Extensive legislative efforts aimed at regulating crypto assets in the US have gained momentum again after lengthy negotiations. Critical hearings scheduled for next week in Washington could open a new era for the digital asset market. The hearings, to be held simultaneously by two key Senate committees, will be decisive in terms of both the sharing of regulatory authority and controversial topics such as stablecoins. The Senate Agriculture Committee, responsible for the Commodity Futures Commission (CFTC), will consider the draft legislation on the crypto market on January 15th (possibly to January 16th, Turkish time). According to a committee spokesperson, a "markup" hearing will be held on this date. The fact that Senate Banking Committee Chairman Tim Scott also plans to hold a similar hearing in his committee on the same day indicates that the process will proceed simultaneously and intensely. This step, following months of negotiations, is seen as a significant milestone in crypto regulation. The main goal of the draft legislation is to clarify the sharing of authority over crypto assets. The ongoing jurisdictional dispute between the CFTC and the US Securities and Exchange Commission (SEC) is creating uncertainty for the sector. The Senate Banking Committee's draft aims to clarify which cryptocurrencies will not be considered securities through a new definition of "auxiliary assets." The Senate Agriculture Committee's draft grants broader powers to the CFTC, but as of November, the numerous square brackets in the text indicate a lack of consensus on critical issues. If both committees approve their drafts next week, the texts will be combined and sent to the Senate floor. After this stage, alignment with the "Digital Asset Market Clarity Act," or "Clarity" for short, passed by the House of Representatives during the summer, will be necessary. If a joint text emerges from both chambers, the regulation can be submitted to President Donald Trump for signature. However, the process is not limited to technical regulations. Politically and economically controversial issues are also expected to be raised in upcoming sessions. Chief among these is Trump's perceived conflicts of interest within the crypto sector. According to Bloomberg, Trump earned hundreds of millions of dollars through his family's crypto ventures. How this will be addressed in legislative discussions remains to be seen.

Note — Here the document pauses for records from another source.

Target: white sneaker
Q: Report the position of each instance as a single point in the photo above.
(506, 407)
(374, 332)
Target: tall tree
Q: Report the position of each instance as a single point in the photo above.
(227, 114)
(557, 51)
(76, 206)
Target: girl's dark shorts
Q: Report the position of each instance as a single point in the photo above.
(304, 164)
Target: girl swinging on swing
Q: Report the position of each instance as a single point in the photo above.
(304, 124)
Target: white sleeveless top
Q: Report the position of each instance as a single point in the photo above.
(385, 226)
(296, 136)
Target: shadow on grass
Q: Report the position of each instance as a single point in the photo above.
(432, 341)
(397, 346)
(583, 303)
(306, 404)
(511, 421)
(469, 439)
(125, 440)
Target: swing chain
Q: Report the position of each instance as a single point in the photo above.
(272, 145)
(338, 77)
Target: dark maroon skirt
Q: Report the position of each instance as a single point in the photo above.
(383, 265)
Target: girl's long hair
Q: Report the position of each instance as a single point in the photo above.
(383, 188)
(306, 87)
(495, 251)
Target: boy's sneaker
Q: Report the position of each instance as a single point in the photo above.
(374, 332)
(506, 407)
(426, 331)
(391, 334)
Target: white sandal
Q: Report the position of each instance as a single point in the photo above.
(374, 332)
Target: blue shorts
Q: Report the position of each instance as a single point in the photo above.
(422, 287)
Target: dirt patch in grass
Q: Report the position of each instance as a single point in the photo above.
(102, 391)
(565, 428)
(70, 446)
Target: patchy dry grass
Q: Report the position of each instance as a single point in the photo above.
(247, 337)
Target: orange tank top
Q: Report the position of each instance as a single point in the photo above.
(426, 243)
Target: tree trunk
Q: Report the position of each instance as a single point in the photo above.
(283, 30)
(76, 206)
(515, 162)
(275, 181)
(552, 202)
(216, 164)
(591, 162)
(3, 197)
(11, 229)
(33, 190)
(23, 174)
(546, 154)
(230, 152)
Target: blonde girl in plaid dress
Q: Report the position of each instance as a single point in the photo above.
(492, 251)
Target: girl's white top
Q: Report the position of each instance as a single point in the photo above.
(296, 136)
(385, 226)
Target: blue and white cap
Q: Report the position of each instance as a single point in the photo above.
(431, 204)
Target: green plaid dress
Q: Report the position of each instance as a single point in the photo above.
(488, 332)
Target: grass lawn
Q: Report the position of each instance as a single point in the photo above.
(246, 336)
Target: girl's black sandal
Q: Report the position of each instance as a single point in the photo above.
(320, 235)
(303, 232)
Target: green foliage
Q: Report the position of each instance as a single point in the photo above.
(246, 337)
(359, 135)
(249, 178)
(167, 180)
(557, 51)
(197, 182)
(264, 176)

Stablecoins are also on the agenda
Another important area of debate is yield-generating stablecoins. The Community Bankers Council, affiliated with the American Bankers Association, argued in a letter sent to the Senate this week that the stablecoin law, known as GENIUS, passed this summer, contains loopholes. According to bankers, these loopholes allow crypto companies to offer yields to stablecoin holders, potentially weakening the ability of local banks to collect deposits and extend loans.

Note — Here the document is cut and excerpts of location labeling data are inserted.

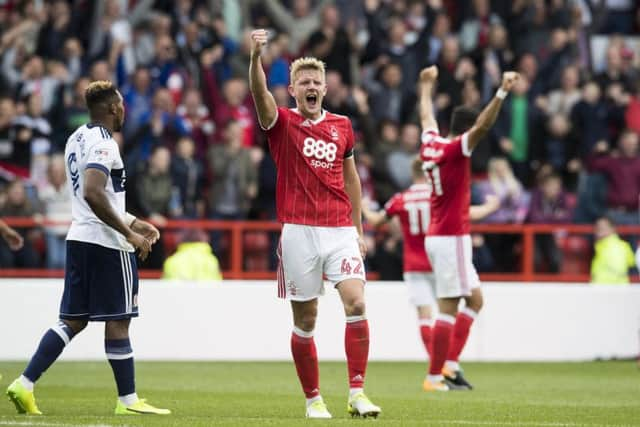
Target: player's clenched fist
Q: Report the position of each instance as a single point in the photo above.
(509, 79)
(258, 39)
(429, 74)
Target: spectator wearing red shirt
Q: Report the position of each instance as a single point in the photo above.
(622, 171)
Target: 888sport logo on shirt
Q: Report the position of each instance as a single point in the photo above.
(323, 153)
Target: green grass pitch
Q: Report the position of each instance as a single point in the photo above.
(268, 394)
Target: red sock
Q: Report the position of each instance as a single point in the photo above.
(425, 333)
(356, 345)
(441, 337)
(305, 357)
(460, 334)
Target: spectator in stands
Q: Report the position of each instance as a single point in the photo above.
(589, 118)
(55, 200)
(502, 183)
(399, 160)
(549, 205)
(159, 127)
(137, 96)
(193, 259)
(187, 175)
(198, 122)
(333, 44)
(613, 256)
(299, 22)
(562, 100)
(475, 29)
(622, 170)
(33, 132)
(233, 173)
(561, 148)
(514, 206)
(234, 179)
(516, 129)
(75, 113)
(17, 205)
(8, 141)
(154, 197)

The crypto sector has responded harshly to these criticisms. Coinbase's Policy Director, Faryar Shirzad, stated that banks' main objection is not financial stability but competition. According to Shirzad, the fundamental reason for opposing reward mechanisms is that banks' protected revenue streams are threatened. Protecting the GENIUS law and yield-generating stablecoin models means lower costs, more options, and a more competitive payment system.